Gypsy Rover
I don’t remember how it came up, but the other day Ted and I were talking about The Womenfolk, my first girl-crush and a major musical influence. I threw out the comment “Gee, I suppose they’re all dead by now” and a few minutes later he was showing me a web page by my favorite womenfolk member, Leni Ashmore.
“There’s a post from earlier this year so I bet she’s still around” he said.
Well then.
I pulled up the contact page and I wrote her a letter. (This is a longer version of what I said)
Dear Leni
When I was 4 1/2, my aunt started to play her folk music records (Kingston Trio, Tommy Maken and the Clancey Brothers, etc) for me, with the result that ideas were put in my head. One day nothing would do but that my mother take me to Lazarus in downtown Columbus Ohio to hear a live concert by my favorites, The Womenfolk.
I remember being transfixed. Live music is always stimulating for a young kid, and all the guitars and harmonies really fixed in my neural network and set me vibrating like a tuning fork. And most of all, I remember you.
I was anxiously awaiting the song “500 miles” because it was my favorite (after The Great Silkey which you didn’t perform) so my mother leaned toward the group between numbers and called out, “How many more songs will you be doing?”
You turned to her, held up 3 fingers and said “Three”. You trilled your R!
I know- right? Of such small moments are lasting impressions made.
I thought you were beautiful and exotic. I loved your deep, rich voice. I wanted to look and sound just like you. I wanted to BE you! My family did a fair amount of singing, my mother and her sisters arguing over who had to sing melody for Sweet Violets or On Top of Old Smokey. Between that and singing church hymns next to my mother’s strong alto, singing harmony was in my blood.
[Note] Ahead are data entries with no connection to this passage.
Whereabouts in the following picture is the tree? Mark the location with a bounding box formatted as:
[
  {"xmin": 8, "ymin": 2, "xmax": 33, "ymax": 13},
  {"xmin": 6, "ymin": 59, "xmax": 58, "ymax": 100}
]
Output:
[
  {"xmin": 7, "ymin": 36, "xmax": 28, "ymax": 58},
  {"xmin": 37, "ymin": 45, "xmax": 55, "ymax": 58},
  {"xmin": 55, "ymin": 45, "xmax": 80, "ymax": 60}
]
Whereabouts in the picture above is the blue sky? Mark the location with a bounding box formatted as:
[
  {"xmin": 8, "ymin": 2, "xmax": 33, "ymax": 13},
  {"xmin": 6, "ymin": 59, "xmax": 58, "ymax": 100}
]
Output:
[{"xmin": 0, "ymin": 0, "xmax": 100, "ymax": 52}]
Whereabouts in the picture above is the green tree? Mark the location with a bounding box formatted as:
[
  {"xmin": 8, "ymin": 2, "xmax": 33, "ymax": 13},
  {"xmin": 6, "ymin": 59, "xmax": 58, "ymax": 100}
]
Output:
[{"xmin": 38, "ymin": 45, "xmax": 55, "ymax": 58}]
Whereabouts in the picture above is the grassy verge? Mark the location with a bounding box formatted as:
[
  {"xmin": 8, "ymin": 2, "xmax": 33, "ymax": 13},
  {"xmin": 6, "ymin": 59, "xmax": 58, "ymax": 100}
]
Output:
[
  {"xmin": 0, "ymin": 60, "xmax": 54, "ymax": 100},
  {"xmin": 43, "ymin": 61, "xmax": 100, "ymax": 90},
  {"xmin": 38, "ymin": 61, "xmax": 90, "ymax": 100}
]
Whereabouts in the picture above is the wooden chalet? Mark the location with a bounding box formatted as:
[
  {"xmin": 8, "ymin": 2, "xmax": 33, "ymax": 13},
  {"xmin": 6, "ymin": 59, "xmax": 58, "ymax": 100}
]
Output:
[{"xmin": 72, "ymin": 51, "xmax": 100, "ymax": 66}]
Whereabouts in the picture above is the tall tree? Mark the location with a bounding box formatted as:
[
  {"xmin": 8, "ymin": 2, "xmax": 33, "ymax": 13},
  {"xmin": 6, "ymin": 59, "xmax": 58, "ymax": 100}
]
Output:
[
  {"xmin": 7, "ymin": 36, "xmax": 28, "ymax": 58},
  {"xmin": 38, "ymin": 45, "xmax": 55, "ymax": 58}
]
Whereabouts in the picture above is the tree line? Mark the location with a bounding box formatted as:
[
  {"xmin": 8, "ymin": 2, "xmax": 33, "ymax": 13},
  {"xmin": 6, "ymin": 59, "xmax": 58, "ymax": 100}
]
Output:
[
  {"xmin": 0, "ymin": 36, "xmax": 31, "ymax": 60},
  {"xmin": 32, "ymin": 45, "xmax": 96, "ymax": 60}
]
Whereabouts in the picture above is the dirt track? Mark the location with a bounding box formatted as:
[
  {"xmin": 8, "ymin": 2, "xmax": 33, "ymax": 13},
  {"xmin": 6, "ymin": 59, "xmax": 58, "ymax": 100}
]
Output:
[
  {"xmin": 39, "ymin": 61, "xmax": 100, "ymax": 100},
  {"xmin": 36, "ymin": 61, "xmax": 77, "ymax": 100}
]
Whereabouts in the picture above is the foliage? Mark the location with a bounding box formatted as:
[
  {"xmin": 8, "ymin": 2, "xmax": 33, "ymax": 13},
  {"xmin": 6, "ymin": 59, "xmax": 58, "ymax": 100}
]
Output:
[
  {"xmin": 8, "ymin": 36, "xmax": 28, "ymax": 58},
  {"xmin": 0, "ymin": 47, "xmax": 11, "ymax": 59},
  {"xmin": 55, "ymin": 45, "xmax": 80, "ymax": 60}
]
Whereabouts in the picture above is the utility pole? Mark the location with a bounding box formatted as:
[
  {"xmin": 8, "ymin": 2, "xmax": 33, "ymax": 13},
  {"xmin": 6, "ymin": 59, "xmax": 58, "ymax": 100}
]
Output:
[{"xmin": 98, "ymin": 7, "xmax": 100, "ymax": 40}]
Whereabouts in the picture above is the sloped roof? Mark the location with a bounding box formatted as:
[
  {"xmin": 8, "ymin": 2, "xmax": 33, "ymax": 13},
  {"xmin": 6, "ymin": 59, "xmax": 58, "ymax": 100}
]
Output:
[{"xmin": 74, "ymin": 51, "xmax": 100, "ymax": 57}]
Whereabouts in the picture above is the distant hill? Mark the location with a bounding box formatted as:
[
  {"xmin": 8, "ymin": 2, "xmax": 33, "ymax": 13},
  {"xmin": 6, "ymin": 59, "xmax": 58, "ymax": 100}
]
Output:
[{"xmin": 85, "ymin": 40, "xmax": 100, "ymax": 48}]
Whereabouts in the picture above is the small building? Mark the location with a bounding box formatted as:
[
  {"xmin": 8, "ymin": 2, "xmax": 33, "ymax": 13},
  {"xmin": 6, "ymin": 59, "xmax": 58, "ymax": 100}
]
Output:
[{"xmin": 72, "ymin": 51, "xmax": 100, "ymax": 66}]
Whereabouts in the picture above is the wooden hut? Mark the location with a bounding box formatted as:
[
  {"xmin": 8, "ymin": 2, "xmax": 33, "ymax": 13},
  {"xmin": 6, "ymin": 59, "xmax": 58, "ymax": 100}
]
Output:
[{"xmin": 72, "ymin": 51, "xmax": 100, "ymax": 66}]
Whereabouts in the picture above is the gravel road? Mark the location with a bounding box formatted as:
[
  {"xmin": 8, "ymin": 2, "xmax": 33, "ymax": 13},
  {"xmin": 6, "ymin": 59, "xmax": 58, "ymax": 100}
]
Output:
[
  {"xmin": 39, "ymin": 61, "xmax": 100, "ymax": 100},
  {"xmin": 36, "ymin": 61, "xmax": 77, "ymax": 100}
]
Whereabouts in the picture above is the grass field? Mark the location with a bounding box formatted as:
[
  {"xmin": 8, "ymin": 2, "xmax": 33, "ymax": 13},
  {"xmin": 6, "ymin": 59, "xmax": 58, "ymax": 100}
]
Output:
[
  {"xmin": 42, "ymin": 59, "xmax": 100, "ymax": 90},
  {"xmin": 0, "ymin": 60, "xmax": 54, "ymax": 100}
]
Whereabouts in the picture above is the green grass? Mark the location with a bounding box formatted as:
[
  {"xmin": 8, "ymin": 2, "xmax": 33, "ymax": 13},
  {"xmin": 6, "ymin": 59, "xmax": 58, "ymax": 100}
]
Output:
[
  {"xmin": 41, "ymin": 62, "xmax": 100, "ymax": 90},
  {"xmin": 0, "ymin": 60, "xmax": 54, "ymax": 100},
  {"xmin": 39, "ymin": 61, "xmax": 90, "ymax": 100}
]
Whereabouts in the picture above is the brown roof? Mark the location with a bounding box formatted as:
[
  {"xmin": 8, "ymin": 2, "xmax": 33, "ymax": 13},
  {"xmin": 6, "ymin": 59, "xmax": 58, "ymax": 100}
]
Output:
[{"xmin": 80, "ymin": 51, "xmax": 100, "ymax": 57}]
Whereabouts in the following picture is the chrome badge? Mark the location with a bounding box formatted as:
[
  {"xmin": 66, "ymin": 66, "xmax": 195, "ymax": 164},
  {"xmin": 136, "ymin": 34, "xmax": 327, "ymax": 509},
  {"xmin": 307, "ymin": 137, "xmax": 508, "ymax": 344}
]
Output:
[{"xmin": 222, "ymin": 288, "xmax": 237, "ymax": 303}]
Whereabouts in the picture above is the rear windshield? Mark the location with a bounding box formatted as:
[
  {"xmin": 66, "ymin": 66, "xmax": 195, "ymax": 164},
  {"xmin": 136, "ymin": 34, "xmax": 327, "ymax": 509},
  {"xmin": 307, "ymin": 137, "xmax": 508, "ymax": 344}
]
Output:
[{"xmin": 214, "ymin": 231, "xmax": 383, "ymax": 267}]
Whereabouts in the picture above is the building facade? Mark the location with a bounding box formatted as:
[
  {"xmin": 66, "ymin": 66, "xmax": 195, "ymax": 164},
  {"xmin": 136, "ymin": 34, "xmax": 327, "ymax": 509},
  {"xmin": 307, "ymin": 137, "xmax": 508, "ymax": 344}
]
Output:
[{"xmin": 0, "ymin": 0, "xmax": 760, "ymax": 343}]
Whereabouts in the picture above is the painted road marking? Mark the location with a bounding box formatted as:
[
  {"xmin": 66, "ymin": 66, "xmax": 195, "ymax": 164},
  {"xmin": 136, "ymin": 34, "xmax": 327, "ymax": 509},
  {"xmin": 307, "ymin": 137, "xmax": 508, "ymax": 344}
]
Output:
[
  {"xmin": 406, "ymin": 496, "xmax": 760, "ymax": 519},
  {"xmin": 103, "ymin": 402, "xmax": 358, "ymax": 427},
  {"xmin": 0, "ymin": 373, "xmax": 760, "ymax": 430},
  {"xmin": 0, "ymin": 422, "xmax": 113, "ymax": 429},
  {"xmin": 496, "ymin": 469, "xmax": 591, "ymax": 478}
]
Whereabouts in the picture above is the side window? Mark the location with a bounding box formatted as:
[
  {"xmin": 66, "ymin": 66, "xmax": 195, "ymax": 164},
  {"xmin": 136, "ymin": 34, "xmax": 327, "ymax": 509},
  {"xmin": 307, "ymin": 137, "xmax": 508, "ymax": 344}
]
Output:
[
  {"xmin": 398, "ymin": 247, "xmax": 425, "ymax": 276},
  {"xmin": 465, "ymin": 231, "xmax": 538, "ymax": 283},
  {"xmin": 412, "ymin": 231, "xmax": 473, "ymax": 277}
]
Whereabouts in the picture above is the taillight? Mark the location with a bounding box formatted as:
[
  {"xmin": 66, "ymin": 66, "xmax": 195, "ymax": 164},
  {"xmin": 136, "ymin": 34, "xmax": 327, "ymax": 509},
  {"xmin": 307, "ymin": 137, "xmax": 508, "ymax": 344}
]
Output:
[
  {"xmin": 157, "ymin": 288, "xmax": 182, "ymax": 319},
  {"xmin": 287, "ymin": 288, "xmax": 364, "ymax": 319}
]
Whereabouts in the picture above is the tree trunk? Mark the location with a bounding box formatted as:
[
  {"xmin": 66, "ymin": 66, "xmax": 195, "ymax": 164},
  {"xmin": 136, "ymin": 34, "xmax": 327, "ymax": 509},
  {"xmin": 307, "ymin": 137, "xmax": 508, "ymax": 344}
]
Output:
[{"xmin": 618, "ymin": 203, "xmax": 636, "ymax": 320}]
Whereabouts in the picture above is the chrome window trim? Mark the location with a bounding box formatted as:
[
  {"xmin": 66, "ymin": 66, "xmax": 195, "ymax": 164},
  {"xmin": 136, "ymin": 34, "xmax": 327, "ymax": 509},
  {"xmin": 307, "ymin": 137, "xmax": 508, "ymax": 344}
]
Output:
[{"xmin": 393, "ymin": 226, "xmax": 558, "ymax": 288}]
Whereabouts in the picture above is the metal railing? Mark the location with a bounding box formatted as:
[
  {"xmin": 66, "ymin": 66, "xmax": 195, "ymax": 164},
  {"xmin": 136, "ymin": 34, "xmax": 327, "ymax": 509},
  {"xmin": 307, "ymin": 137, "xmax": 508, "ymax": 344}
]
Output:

As was folk music. I sat in my little rocking chair for hours listening to my one Womenfolk album, looking at your faces, learning all the parts, picking out your voice from among the layers. (To be fair- I did the same with my sister’s Beatles albums.)
Fast forward to college. I decided to study a brand new field: music therapy. For my audition to the School of Music I played the guitar and sang a folk song that I had written myself at age 14. They were… less than impressed; however, it must have been a slow year because I was admitted as a voice principle.
Pity my poor voice instructor. First he had to tell me that I was actually a soprano (aaaaugh!) and then radically change my musical diet. Folk music wasn’t considered real music at that school (well, they had only recently decided that Jazz was real) so he dragged me into the world of “Art Song” and operetta. I did my best.
One day he played for me a recording of the great operatic alto Leontyne Price and when it was done, said “I played that because I believe, if you would work harder, you could sound like that!”
I was shocked. I was touched. I was sad.
“Mr Zook” I said at last, “I know that was a great compliment. But I don’t want to sound like Leontyne Price!I want to sound like Leni Ashmore.”
We both soldiered on.
In the end I became a nurse, and a mother, and did a decade as the music director for a very small church where I was able to fully satisfy my need to sing harmony. My kids heard Little Rag Doll and The Great Silkey as I rocked them when they were sick and sang Rickety-Tickety-Tin and The Green Mountain Boys around campfires. Because folk music is not music to study- it’s the music you live.
Anyway.
Last month my dad turned 90. At his party we had a sing-along with me on guitar, my husband on ukelele and dad on his washboard (we’re an odd bunch). After we annoyed the neighbors by belting out my dad’s favorites like Darktown Strutter’s Ball, Shine On Harvest Moon, etc. one of my sisters said, “What about that ah-de-doo ah-de-doo-dah-day song?” So we closed the party with the Womenfolk version of The Whistling Gypsy Rover.
 All this is my very long-winded way of saying, from that scrawny girl back in 1964 to you today– thank you for so many years of music!